Am Folgetag erwischte uns ein heftiger Gewittersturm mit Hagelschlag auf dem langen Weg nach Geesthacht. nErstaunlich, wie sich das liebliche Antlitz der Elbe binnen Minuten verändern kann.
Ab Lauenburg erwartet uns dann ein breiter Strom mit entsprechendem Schiffsverkehr, der vorher praktisch nicht vorhanden war, obwohl wir die gesamte Zeit auf einer Bundeswasserstrasse Erster Ordnung unterwegs waren. Die beiden abgehenden Elbe-Seitenkanäle sorgen samt rücksichtslosen Sportbooten und nun fehlender Strömung für eine, sagen wir: Unebene Wasserfläche!
Auf der letzten Etappe bis Hamburg wurde es dann noch einmal unangenehm heiß. Da wir erst mit ablaufendem Wasser in die tideabhängige Unterelbe einlaufen wollten, kamen wir erst zur Tageshöchsthitze gegen 15°° Uhr in die Gänge, konnten aber direkt in die einzige deutsche Elbeschleuse einfahren.

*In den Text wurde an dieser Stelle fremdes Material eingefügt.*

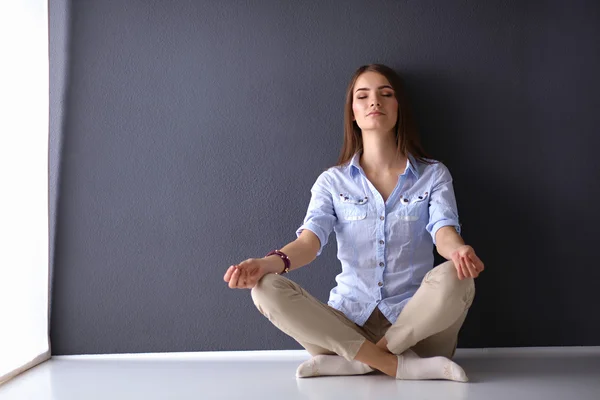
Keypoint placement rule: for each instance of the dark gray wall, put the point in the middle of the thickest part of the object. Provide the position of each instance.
(58, 43)
(195, 129)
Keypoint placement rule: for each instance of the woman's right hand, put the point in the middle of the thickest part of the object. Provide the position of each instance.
(246, 274)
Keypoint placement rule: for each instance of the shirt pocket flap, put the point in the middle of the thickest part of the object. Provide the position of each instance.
(352, 207)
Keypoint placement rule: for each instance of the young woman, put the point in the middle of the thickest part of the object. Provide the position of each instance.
(388, 204)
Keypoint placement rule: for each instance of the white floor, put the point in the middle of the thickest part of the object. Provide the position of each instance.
(530, 373)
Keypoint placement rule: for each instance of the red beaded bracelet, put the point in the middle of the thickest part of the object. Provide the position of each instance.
(285, 259)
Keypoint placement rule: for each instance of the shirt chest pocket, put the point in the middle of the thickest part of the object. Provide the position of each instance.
(352, 207)
(414, 206)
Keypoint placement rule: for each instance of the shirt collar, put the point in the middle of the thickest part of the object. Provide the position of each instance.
(411, 164)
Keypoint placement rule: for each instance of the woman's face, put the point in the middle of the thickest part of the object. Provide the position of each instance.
(373, 92)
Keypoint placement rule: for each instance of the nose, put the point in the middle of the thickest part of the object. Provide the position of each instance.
(375, 101)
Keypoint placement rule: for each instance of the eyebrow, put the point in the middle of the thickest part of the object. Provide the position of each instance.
(380, 87)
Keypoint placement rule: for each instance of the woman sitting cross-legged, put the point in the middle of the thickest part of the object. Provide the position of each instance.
(388, 204)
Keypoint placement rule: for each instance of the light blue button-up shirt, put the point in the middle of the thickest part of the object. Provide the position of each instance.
(385, 248)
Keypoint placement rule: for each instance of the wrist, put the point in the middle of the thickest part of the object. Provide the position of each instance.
(273, 263)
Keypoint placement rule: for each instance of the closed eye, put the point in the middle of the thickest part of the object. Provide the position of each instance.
(384, 95)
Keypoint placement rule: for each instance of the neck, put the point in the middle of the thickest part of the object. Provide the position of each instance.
(379, 155)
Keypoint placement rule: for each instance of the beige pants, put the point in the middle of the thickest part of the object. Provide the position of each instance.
(429, 323)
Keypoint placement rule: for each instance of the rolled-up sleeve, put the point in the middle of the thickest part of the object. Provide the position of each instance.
(320, 216)
(442, 203)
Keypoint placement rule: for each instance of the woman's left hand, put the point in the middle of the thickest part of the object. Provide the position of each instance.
(467, 264)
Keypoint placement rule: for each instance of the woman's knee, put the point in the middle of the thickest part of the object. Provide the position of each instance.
(267, 288)
(445, 276)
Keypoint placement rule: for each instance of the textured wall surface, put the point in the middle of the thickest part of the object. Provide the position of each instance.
(192, 132)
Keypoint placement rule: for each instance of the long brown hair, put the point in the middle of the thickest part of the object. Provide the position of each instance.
(407, 138)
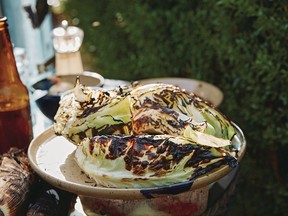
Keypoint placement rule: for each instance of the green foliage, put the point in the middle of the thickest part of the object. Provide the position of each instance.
(240, 46)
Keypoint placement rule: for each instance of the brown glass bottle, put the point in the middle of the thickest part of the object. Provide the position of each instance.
(15, 117)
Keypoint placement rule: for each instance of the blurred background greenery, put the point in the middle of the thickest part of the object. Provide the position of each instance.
(239, 46)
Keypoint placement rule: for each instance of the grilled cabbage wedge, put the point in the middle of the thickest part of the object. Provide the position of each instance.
(147, 160)
(142, 136)
(149, 109)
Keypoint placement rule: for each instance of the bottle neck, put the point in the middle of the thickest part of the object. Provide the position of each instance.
(8, 69)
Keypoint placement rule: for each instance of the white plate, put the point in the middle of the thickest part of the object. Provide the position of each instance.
(52, 157)
(203, 89)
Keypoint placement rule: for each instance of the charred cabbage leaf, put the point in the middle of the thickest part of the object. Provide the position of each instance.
(149, 109)
(147, 160)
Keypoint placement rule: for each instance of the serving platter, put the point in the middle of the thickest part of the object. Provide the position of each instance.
(52, 158)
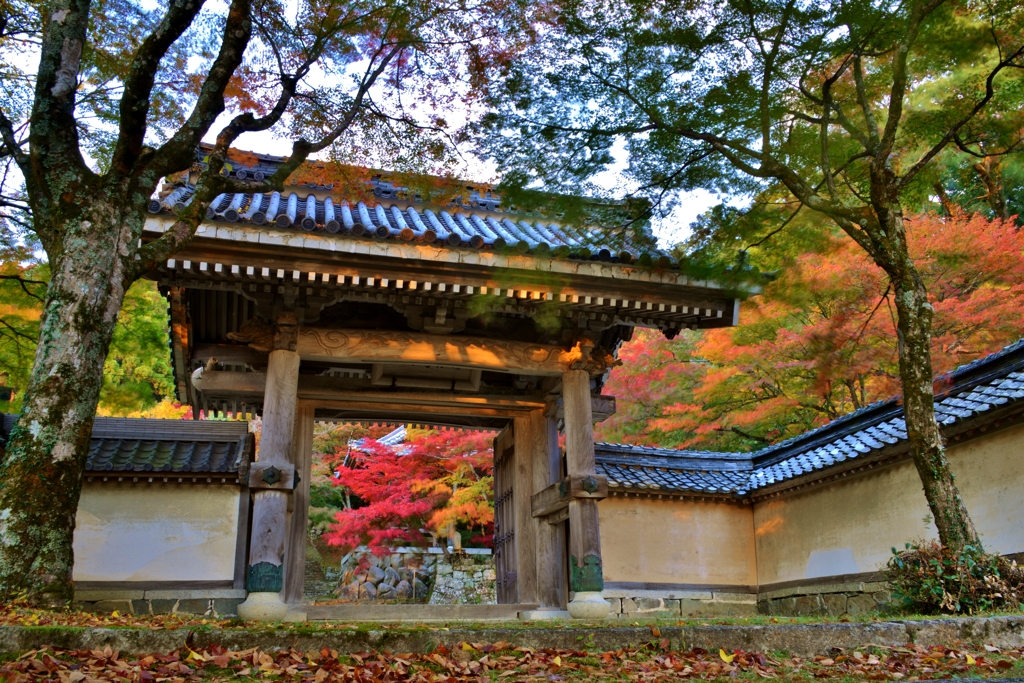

Die letzten 30 Kilometer bis zur Billwerder Bucht, wo uns die Niederdeutschen Wanderpaddler erwarteten, kamen uns allen sehr lang vor. Gemeinsam liefen wir dort nach dreiwöchiger Fahrt mit noch 13 standhaften Paddlern und fernem Blick auf Elphi und Michel ein. Noch einmal genossen wir einen Pausentag in der großen und immer wieder interessanten Hansestadt, bevor uns der Bus samt unserer Habe zurück nach Coswig fuhr.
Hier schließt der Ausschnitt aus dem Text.